Saturday, March 19th, 2011

In one of the earlier James Bond novels – Diamonds Are Forever, published in 1956 – there is a scene during which Bond comes across a record player with the needle riding the groove at the end of the record. Bond goes to the record player and identifies the LP, which turns out to be Echoes of Paris by pianist George Feyer. Then, author Ian Fleming tells us: “He examined the other side and, skipping ‘La Vie En Rose’ because it had memories for him, put the needle down at the beginning of ‘Avril au Portugal’.”

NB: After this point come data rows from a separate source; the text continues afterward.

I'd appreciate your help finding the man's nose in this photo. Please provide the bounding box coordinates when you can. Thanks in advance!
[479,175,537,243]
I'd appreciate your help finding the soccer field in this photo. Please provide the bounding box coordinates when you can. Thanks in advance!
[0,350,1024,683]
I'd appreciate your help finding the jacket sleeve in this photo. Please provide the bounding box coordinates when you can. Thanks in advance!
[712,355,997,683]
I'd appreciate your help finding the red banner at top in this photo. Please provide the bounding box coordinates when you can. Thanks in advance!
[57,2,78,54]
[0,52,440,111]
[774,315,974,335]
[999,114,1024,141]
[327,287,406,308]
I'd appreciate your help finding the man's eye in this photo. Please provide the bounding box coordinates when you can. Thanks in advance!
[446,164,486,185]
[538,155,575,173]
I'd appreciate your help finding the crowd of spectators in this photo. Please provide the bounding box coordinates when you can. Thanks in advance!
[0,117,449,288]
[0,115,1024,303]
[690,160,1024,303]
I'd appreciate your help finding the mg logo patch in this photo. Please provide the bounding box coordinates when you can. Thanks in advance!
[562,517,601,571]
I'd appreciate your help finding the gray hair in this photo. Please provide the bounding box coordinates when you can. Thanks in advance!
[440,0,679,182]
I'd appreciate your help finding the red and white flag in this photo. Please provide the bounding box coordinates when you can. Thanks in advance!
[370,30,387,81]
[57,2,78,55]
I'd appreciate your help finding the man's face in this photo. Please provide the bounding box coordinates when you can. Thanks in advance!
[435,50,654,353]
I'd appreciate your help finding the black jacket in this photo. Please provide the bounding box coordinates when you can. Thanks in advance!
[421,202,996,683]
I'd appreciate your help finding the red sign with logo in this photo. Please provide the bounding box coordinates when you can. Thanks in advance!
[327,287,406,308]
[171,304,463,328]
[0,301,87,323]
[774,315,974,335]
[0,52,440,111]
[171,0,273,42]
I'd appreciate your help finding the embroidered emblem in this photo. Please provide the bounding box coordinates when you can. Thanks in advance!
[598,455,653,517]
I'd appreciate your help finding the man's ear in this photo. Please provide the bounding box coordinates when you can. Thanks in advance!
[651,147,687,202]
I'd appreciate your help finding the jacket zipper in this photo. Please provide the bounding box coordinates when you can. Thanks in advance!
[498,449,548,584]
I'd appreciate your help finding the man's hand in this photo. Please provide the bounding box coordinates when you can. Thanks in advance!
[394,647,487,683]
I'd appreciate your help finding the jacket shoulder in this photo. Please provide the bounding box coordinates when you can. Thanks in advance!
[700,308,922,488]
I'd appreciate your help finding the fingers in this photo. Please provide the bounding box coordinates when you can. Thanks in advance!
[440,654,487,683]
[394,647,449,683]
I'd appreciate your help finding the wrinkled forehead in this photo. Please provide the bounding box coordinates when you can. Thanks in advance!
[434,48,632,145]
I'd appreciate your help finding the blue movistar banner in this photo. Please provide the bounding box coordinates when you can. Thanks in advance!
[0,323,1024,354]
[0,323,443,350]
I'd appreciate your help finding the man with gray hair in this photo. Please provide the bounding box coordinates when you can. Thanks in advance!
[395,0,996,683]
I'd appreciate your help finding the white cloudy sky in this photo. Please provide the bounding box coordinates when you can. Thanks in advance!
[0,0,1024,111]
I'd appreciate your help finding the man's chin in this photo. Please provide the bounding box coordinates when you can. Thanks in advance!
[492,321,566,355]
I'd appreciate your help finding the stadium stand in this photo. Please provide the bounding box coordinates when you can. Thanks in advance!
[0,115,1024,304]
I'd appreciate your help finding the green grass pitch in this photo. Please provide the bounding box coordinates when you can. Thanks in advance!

I first read Diamonds Are Forever when I was twelve or so, and I missed a few things in that brief passage. First, I had no awareness of “La Vie En Rose,” one of the great French pop songs and one most frequently associated with singer Edith Piaf. Second, I missed Fleming’s hint that despite Bond’s stoic and sometimes aggressive demeanor, there were times when he was vulnerable. Third, because I had not yet read Casino Royale, the first Bond adventure, I missed what I think was a reference to Bond’s ill-fated love affair with Vesper Lynd.*

And fourth, I didn’t get – and I recall being puzzled – how a song can hold memories. That tells me that at the age of twelve, I didn’t yet understand one of the main premises on which a lot of my writing – including this blog – would eventually be based: That our memories come along with us (whether we like that or not) and one of the best keys to unlocking our closets of memories is music, whether it’s Lou Christie’s “I’m Gonna Make You Mine,” Moby’s “South Side” or Piaf’s “La Vie En Rose.”

That last tune, the one that left me blank when I first read its title in Diamonds Are Forever, now has memories that come to the surface when I hear it: First, I’m back in French class during my junior year of high school as our teacher, Madame Coffman, tries to explain the impact Piaf had on French popular culture. And then, I have in my head an image of James Bond – played by Sean Connery, of course – looking at the label of an LP. He cocks his head ever so slightly to the side as he does. Then he carefully places the record on the turntable and sets the needle at the beginning of the third track before getting back to the task that brought him to the room with the record player.

And that’s how memory and song overlap: Sometimes the song comes to us before the incidents that create the memory. Sometimes those incidents come first and the song comes by later. And on occasion, the song and the makings of the memory arrive together, and those times, I’d suggest, are among the most potent of the things we carry around with us. And as long as we live, music will remind us of the people, places and moments that we store in our closets of memories.

So, for James Bond, for Ian Fleming, and for that twelve-year-old reader who had yet to discover the often bittersweet linkage between music and memory, here, from 1947, is Edith Piaf’s “La Vie En Rose.” And it’s today’s Saturday Single.

*I saw a note at a James Bond board this week that referenced John Pearson’s 1973 book, James Bond: The Authorised Biography of 007, saying “Pearson (who I am reading) suggests Bond’s disaffection for ‘La Vie En Rose’ occurs even earlier than Vesper.” That may be, as I am no Bondologist. But there is, if I recall correctly, a reference to “La Vie En Rose” being played in a nightclub in Casino Royale, so I’ll stop right there.